An ancient galaxy merger is challenging the way scientists are now viewing star formations. Using NASA’s James Webb Space Telescope, an international research team was able to witness the earliest known merger of galaxies, revealing that stars may have formed at a much faster rate than previously believed.
This discovery, which looks back approximately 13 billion years to a time just 510 million years after the Big Bang, provides critical insights into the infancy of the universe and challenges existing theories of galaxy formation.
The research, published in the journal Nature Astronomy, involved 27 authors from 19 institutions across the globe.
“When we conducted these observations, this galaxy was ten times more massive than any other galaxy found that early in the universe,” says study lead author Dr. Kit Boyett, of the University of Melbourne and a research fellow on first galaxies at the Arc Centre of Excellence for All Sky Astrophysics in 3D, in a media release.
The JWST’s detailed imagery has revealed a complex scene: a galaxy in the midst of merging, consisting of several groups with two main components and a long tail indicative of ongoing merger activity. This configuration suggests that some matter is being jettisoned in the process, marking the observed event as the most distant galaxy merger ever recorded.
“The merger hasn’t finished yet,” notes Dr. Boyett. “We can tell this by the fact we still see two components. The long tail is likely produced by some of the matter being cast aside during the merger. When two things merge, they sort of throw away some of the matter. So, this tells us that there’s a merger and this is the most distant merger ever seen.”
These observations force a reevaluation of the models used by astrophysicists to understand the early universe. The presence of massive objects in the early cosmos, previously thought to be improbable, indicates that galaxies formed and accumulated mass much more rapidly than current models suggest.
A particularly intriguing finding from Dr. Boyett’s research is the identification of two distinct populations of stars within the merging galaxies. This discovery was facilitated by the JWST’s advanced spectroscopy, which allowed the team to differentiate between younger stars, formed as a result of the merger, and an older population that had existed long before.
“The image told us the population of stars was young, but the spectroscopy spoke of stars that are quite old. But it turns out both are correct because we don’t have one population of stars but two,” explains Dr. Boyett. “The old population has been there for a long time and what we believe happens is the merger of the galaxies produces new stars and that’s what we’re seeing in the imaging — new stars on top of the old population.”

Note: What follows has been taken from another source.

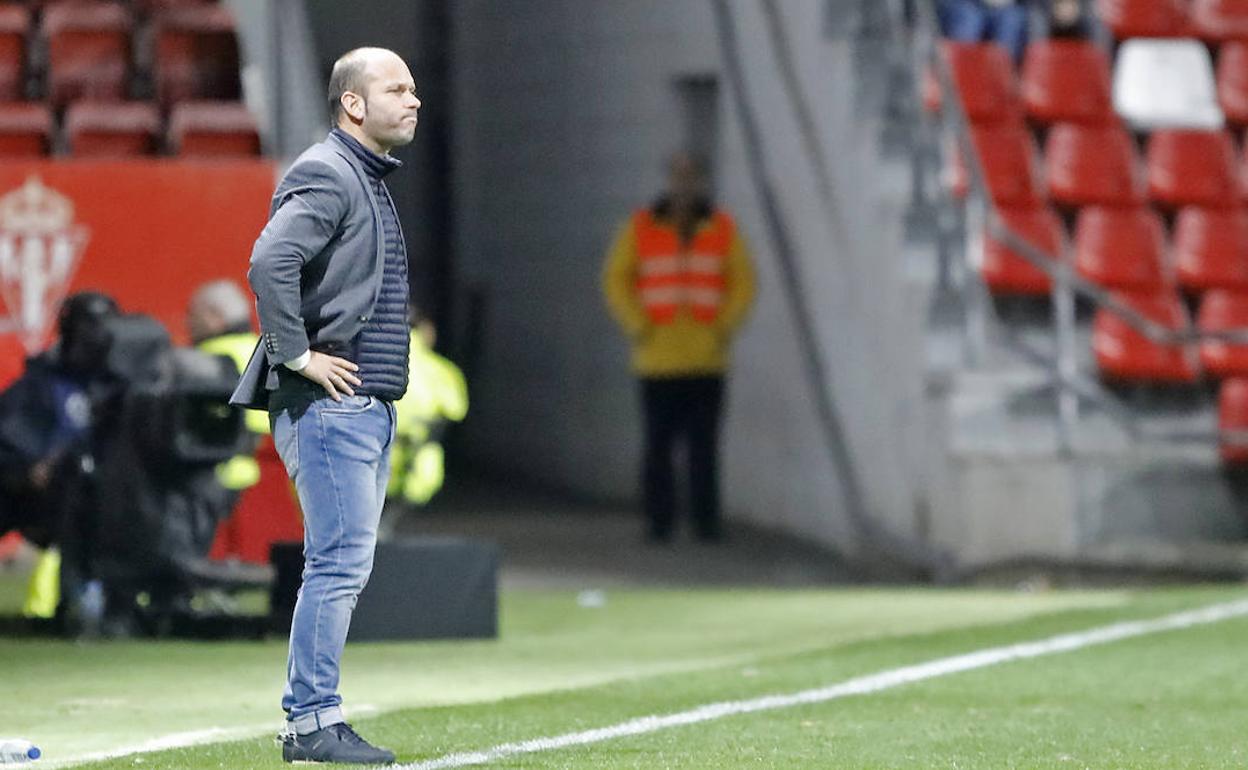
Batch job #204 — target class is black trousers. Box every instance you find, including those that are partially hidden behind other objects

This nuanced view of star populations within such ancient galaxies challenges the prevailing understanding and suggests that stars may have formed more efficiently than previously thought. The implications of these findings suggest either the incredible luck of the researchers in observing such a rare event or, more likely, that current simulations underestimate the commonality and mass accumulation capabilities of early galaxies.
The paper calls for a reassessment of how stars formed in the nascent universe, hinting at the necessity to modify existing models to account for more efficient star formation.